I’ll cure the next one top-side down, giving the bubbles an opportunity to rise toward the mirror layer and maybe become less conspicuous:
Smashed Glass Coaster 5 – curing
The tricky part: finding and arranging glass chunks within a 100 mm circle!
Avoiding narrow gaps and acute angles in the perimeter, as the notch on the left side, should simplify draining the epoxy.
Snugging the perimeter around the smashed glass fragments definitely improves the result:
Smashed glass coaster – top view A
It’s just under 100 mm = 4 inch across the longest dimension and surprisingly glittery:
Smashed glass coaster – top view B
The coaster is a five-layer sandwich half an inch thick:
Smashed glass coaster – edge view
From the top:
Clear acrylic: 1.5 mm = 1/16 inch
Black acrylic: 1.5 mm = 1/16 inch
Clear acrylic: 3.2 mm = 1/8 inch
Mirror acrylic: 2.7 mm
Cork: 2.7 mm cut from a standard round coaster base
The smashed glass pieces sit atop the mirror, so the trick is making the layers around it add up to the same thickness. This is not possible by adding the nominal dimensions, because cast acrylic sheet thickness isn’t well controlled; I’ve finally written the actual (metric!) thickness on the sheets so I can select which 1/8 Inch sheet has the proper thickness.

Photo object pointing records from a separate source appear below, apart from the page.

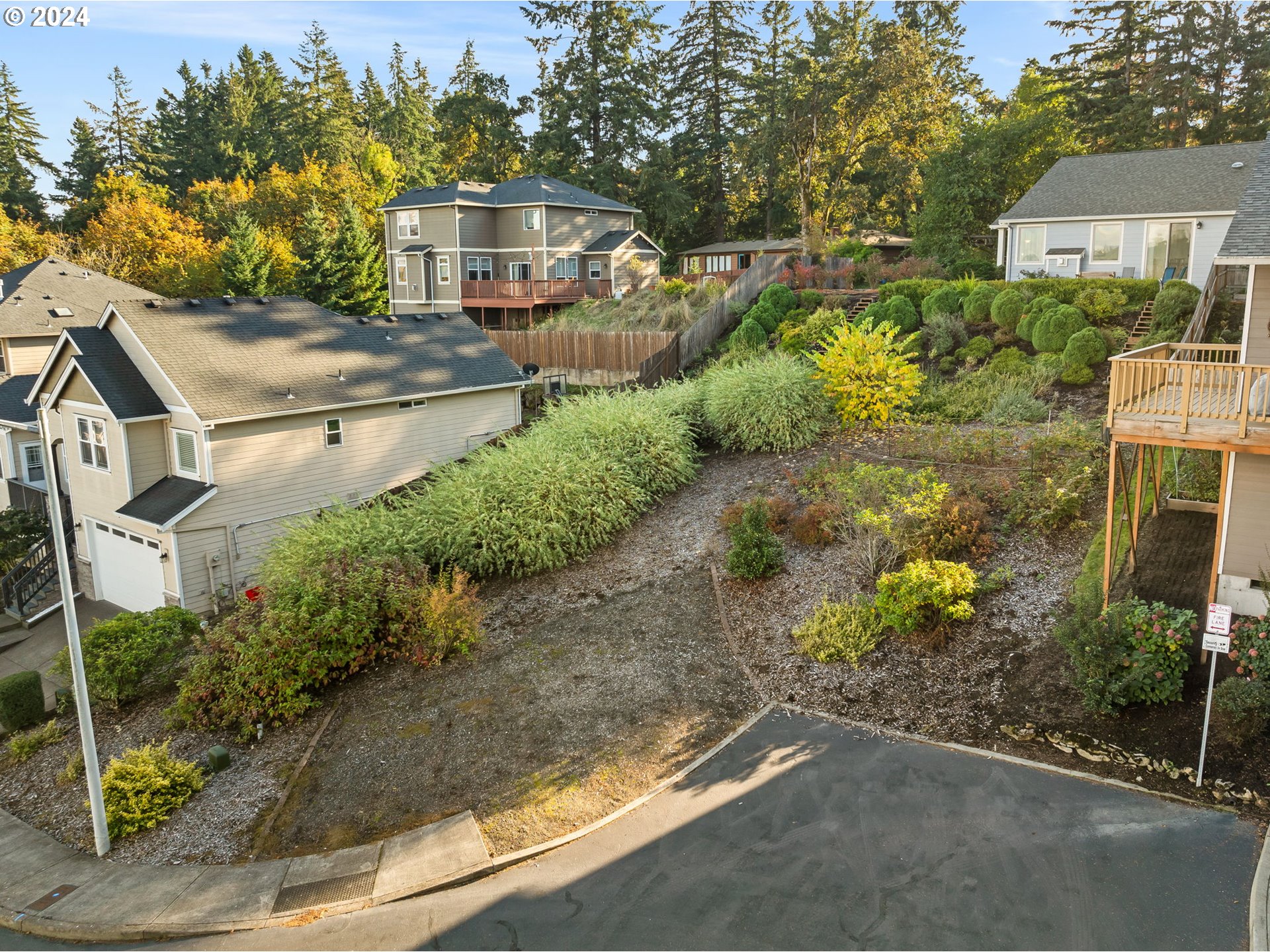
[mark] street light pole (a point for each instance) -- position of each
(92, 771)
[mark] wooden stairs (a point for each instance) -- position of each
(1142, 328)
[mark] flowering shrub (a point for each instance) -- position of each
(1250, 647)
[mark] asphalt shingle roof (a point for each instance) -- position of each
(1249, 235)
(1152, 182)
(526, 190)
(243, 360)
(113, 375)
(165, 500)
(32, 294)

A chipboard template (seen atop the finished coaster) verified the glass pieces fit easily within their openings:
Smashed glass coaster – top view – fit template
I laid the clear frame on the mirror, poured generous epoxy puddles along the middle of the fragment openings, eased the glass in place, and gently pressed the slabs down to get a uniform epoxy layer, with the excess oozing under the frame all around. Then lay the black frame around the glass atop the clear, squirt more epoxy along the gaps around the glass, pour more epoxy atop the fragments, ease the top sheet in place paying considerable attention to coaxing the bubbles along to the edge, align the sides, and wait.
The epoxy cured while stuck atop a styrofoam pillar to let it drain smoothly off the edges:
Smashed glass coaster – epoxy curing
I encouraged the epoxy out of the acute corners, as shown by the larger puddles, over the next few hours until the epoxy stiffened up. Those puddles also show the transparent black tint, to the tune of four drops in 8 ml of epoxy, which turned out to just barely suffice for the job. The whole assembly sat level while curing, but the layers didn’t remain aligned even after gently shoving them around while the stack cured.
The black epoxy joins nicely with the black frame layer to conceal most of the remaining bubbles. A different color frame with matching epoxy might looks less ominous, but colors more transparent than dark gray would likely reveal the bubbles.
It Would Be Nice™ if the acrylic sheet on the top had a transparent plastic film cover, but it arrived with brown paper on both sides. Despite that, I spattered only a few tiny drops on the bare surface and managed to scrape most of them off without further damage.
The POC earrings had a pair of 1.5 mm acrylic disks epoxied around the glass fragment, with the “gold” ring captured in a rebate around the rims. That process was both tedious and messy, so I tried laser-engraving a deeper rebate into a 3 mm sheet, then epoxying the fragment and the ring in place:
Earrings – epoxy curing
They’re stuck to a strip of Kapton tape to keep the epoxy off the bottom surface of the glass, while aligning it with the surrounding disk.
Peeling the protective film / plastic off reveals the acrylic disk:
Earrings – 25 20 16 12 mm first look
They all required more effort to remove the epoxy remaining around the ring, but it worked out better than I expected.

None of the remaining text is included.